模型训练host内存监控

ygd · 2025 年7 月 21 日 03:27

下述脚本启动命令为

./plot_host.sh run_qwen_grpo_vllm_test.sh

其中run_qwen_grpo_vllm_test.sh是要跑的脚本。该脚本通过统计host内存并实时打印，并不会写入到类似于output/msrun/worker_1.log中，因为该脚本并没有侵入修改代码。因此如果需要在日志中看到每秒的内存情况，需要将msrun的join设置为True，然后在启动脚本时添加> output.log 2>&1（将日志打印到该文件中），在该脚本结束后，会打印host峰值内存情况，并会保存下png文件。此外如果需要统计特定位置的host内存，可以在脚本中修改一下：

declare -a patterns=(
    "GRPOTrainer: start init workers"
    "Start prepare for parameter resharding in sft training."
    "Make experience begin at"
    "start vllm"
)

此处需要读取日志中打印的结果，因此需要在代码中加上日志打印，当一个文本多次出现，会获取host内存最大处的日志画图上。

   #!/bin/bash

# 获取初始内存值和总内存（单位MB）
base_mem=$(free -m | awk '/Mem:/ {print $3}')
total_mem=$(free -m | awk '/Mem:/ {print $2}')
start_timestamp=$(date +%s)

# 清空或创建输出文件
echo -n "" > memory.json
echo -n "" > markers.tmp  # 临时存储所有标记点

# 定义要捕获的日志模式数组
declare -a patterns=(
    "GRPOTrainer: start init workers"
    "Start prepare for parameter resharding in sft training."
    "start vllm"
    "run grpo train end"
)

# 创建命名管道用于捕获目标脚本输出
mkfifo /tmp/mem_monitor_fifo

# 启动目标脚本（后台运行），并重定向输出到命名管道
TARGET_SCRIPT=$1
echo "启动目标脚本: $TARGET_SCRIPT"
bash $TARGET_SCRIPT > /tmp/mem_monitor_fifo 2>&1 &
pid=$!

# 启动后台进程处理目标脚本输出
(
    while IFS= read -r line; do
        # 打印目标脚本的输出
        echo "$line"

        # 检查所有定义的模式
        for pattern in "${patterns[@]}"; do
            if [[ "$line" == *"$pattern"* ]]; then
                current_time=$(date +"%Y-%m-%dT%H:%M:%S.%3N%z")
                current_mem=$(free -m | awk '/Mem:/ {print $3}')
                mem_delta=$((current_mem - base_mem))

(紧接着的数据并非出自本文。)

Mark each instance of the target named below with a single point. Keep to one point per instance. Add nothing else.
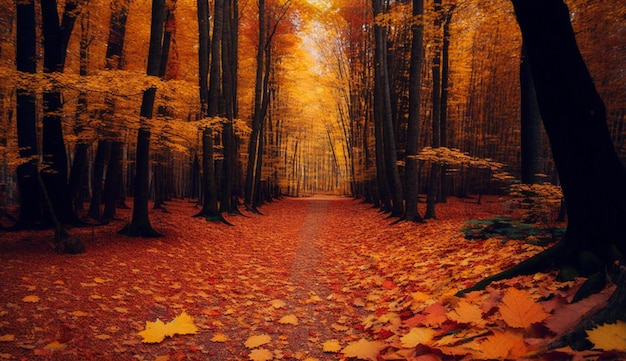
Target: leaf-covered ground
(311, 279)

                # 记录标记点到临时文件
                marker_json="{\"timestamp\": \"${current_time}\", \"mem_delta_mb\": ${mem_delta}, \"log_line\": \"${line}\", \"pattern\": \"${pattern}\"}"
                echo "$marker_json" >> markers.tmp
                echo ">>> 检测到标记日志: [$pattern] (内存增量: ${mem_delta}MB)"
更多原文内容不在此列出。